1 pound broccoli, fresh or frozen
1 gallon water + 1 tablespoon salt, for boiling
12 ounces short pasta
3 tablespoons extra virgin olive oil
2 cloves garlic, pressed, grated, or thinly sliced
¼ teaspoon red pepper flakes
½ cup grated parmesan cheese, plus shaved parmesan for garnish
1 handful fresh basil leaves
Cut the broccoli into small florets. Boil in salted water for 5 minutes, or until fork tender.
Heat olive oil in a large skillet. Add garlic and red pepper flakes, then sauté for 1 minute.
Transfer the broccoli to the skillet. Do not discard the cooking water.
Add 1 cup broccoli cooking water and simmer for 10 minutes, until very tender. Mash with a fork or blend until creamy.

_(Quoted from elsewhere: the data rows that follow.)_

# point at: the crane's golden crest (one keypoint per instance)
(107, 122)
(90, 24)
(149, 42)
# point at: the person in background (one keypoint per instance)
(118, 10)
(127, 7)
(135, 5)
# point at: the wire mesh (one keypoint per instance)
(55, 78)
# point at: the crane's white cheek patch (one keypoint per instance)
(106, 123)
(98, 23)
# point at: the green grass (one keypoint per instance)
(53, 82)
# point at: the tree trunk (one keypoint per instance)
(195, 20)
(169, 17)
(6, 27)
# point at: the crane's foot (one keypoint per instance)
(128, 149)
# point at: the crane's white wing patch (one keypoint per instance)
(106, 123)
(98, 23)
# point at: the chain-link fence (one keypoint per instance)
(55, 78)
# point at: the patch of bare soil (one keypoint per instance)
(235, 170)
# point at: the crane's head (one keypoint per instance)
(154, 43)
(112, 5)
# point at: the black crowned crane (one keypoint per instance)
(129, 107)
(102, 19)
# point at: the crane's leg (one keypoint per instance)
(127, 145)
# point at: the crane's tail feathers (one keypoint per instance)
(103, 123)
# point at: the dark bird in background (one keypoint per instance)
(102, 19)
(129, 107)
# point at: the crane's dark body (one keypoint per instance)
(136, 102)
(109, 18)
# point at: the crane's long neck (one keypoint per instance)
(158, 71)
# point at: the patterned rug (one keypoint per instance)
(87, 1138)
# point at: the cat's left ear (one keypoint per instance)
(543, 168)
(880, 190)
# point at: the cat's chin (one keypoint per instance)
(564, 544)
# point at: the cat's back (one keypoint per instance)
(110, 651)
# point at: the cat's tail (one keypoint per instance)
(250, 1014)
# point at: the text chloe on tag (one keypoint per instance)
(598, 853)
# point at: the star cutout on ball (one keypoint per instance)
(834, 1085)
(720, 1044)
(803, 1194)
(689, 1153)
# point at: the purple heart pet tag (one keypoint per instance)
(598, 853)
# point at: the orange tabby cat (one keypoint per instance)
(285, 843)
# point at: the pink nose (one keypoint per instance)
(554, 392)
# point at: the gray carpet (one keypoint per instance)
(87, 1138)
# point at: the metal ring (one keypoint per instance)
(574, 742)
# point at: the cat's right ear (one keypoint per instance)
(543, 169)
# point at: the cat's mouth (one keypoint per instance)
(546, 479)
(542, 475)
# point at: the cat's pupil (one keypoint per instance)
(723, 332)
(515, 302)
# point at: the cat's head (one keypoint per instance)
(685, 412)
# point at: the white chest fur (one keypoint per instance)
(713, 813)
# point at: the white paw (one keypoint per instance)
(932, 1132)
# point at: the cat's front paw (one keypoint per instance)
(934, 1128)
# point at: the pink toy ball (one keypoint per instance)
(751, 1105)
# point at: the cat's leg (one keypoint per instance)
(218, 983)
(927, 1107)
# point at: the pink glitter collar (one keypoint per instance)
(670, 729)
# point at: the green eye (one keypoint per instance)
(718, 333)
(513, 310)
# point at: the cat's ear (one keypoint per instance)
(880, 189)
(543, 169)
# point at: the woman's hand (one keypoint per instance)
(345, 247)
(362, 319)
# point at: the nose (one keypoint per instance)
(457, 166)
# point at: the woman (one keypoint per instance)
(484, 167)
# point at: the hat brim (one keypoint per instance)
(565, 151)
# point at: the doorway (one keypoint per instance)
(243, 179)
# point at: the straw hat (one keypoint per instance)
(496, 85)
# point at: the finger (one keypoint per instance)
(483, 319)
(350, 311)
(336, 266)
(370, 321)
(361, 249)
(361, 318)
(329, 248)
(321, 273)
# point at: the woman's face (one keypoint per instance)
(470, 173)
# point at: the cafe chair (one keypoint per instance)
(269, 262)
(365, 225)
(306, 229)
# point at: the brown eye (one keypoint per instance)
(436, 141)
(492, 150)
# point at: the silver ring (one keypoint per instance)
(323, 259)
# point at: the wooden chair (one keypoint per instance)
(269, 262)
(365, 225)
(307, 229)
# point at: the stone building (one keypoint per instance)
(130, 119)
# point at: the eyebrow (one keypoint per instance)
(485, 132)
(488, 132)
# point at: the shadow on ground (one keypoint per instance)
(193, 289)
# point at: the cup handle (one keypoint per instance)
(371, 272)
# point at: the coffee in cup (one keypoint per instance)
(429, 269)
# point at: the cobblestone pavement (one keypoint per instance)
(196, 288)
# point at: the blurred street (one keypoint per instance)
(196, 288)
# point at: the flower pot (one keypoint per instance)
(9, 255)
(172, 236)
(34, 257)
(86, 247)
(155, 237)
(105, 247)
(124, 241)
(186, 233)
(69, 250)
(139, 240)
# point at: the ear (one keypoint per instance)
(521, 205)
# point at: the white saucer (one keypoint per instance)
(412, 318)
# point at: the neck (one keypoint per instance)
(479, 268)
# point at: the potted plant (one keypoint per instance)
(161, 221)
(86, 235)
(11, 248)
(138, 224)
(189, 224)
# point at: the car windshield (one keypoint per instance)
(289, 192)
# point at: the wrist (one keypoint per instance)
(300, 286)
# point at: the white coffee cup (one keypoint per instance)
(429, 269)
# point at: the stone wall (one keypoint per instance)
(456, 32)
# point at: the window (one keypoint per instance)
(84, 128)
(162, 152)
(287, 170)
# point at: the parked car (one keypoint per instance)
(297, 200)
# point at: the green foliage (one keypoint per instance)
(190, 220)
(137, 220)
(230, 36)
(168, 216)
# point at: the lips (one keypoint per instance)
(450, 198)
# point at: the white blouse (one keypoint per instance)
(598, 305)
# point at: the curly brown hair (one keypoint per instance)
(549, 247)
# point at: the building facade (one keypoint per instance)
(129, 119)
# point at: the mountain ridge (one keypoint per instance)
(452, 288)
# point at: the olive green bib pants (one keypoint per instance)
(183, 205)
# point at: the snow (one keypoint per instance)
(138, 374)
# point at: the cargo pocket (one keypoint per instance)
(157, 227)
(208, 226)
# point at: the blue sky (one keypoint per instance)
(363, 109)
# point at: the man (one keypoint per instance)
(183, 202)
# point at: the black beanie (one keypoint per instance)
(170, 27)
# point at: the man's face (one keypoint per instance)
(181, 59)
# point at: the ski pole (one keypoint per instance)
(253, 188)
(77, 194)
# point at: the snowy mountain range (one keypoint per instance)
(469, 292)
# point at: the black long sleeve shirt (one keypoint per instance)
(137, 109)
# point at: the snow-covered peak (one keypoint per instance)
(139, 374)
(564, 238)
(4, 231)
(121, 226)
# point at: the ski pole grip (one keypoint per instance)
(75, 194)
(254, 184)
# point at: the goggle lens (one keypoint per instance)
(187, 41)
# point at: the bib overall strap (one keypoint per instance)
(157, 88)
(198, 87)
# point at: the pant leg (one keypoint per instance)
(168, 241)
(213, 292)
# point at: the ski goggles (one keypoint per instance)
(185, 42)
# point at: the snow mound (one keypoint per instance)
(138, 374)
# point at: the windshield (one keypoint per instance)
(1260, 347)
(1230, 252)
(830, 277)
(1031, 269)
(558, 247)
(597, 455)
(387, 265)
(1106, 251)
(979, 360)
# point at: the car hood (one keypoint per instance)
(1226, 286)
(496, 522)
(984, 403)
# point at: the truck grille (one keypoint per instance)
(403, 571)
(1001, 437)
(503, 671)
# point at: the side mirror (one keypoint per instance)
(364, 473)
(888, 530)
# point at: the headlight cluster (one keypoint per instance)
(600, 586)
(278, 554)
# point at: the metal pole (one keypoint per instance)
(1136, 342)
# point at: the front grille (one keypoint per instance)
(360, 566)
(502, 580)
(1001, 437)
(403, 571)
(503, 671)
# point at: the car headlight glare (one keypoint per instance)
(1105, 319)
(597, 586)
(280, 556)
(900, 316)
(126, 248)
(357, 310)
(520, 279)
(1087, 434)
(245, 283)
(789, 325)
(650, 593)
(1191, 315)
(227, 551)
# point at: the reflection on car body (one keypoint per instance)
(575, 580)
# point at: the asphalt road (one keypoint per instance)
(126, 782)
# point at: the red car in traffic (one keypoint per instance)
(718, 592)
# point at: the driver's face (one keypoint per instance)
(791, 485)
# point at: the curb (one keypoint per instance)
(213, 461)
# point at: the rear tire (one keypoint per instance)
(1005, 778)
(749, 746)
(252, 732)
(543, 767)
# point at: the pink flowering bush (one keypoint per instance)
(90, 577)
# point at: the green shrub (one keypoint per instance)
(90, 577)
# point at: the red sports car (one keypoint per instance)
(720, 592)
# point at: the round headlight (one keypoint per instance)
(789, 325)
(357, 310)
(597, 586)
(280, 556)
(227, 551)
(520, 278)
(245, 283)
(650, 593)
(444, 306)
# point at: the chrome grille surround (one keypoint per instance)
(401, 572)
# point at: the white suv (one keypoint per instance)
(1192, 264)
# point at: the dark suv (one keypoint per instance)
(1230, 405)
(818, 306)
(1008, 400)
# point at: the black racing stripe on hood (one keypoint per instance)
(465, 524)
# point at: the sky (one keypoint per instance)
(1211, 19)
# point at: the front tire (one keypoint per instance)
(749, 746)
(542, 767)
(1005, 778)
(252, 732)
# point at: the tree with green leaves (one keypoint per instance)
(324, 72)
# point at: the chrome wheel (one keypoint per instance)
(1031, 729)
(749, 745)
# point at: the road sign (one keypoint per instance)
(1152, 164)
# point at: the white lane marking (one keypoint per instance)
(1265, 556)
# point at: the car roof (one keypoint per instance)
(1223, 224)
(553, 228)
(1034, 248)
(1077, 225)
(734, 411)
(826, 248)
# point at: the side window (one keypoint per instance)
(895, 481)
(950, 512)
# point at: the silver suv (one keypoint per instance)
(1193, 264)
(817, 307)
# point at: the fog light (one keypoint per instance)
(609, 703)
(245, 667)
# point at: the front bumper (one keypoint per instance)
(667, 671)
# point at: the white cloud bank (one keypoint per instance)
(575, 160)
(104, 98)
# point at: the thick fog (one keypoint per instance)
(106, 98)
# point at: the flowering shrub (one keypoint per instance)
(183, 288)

Cook pasta in the same broccoli water according to package directions, minus 2 minutes.
Drain pasta, reserving 1 cup pasta water. Add pasta to the broccoli sauce.
Stir in parmesan and cook for about 1 minute, adding reserved pasta water as needed until creamy.
Taste and adjust salt. Serve with basil and shaved parmesan.
Use fresh or frozen broccoli. Add more red pepper flakes for extra heat. Reserve pasta water to help make the sauce creamy.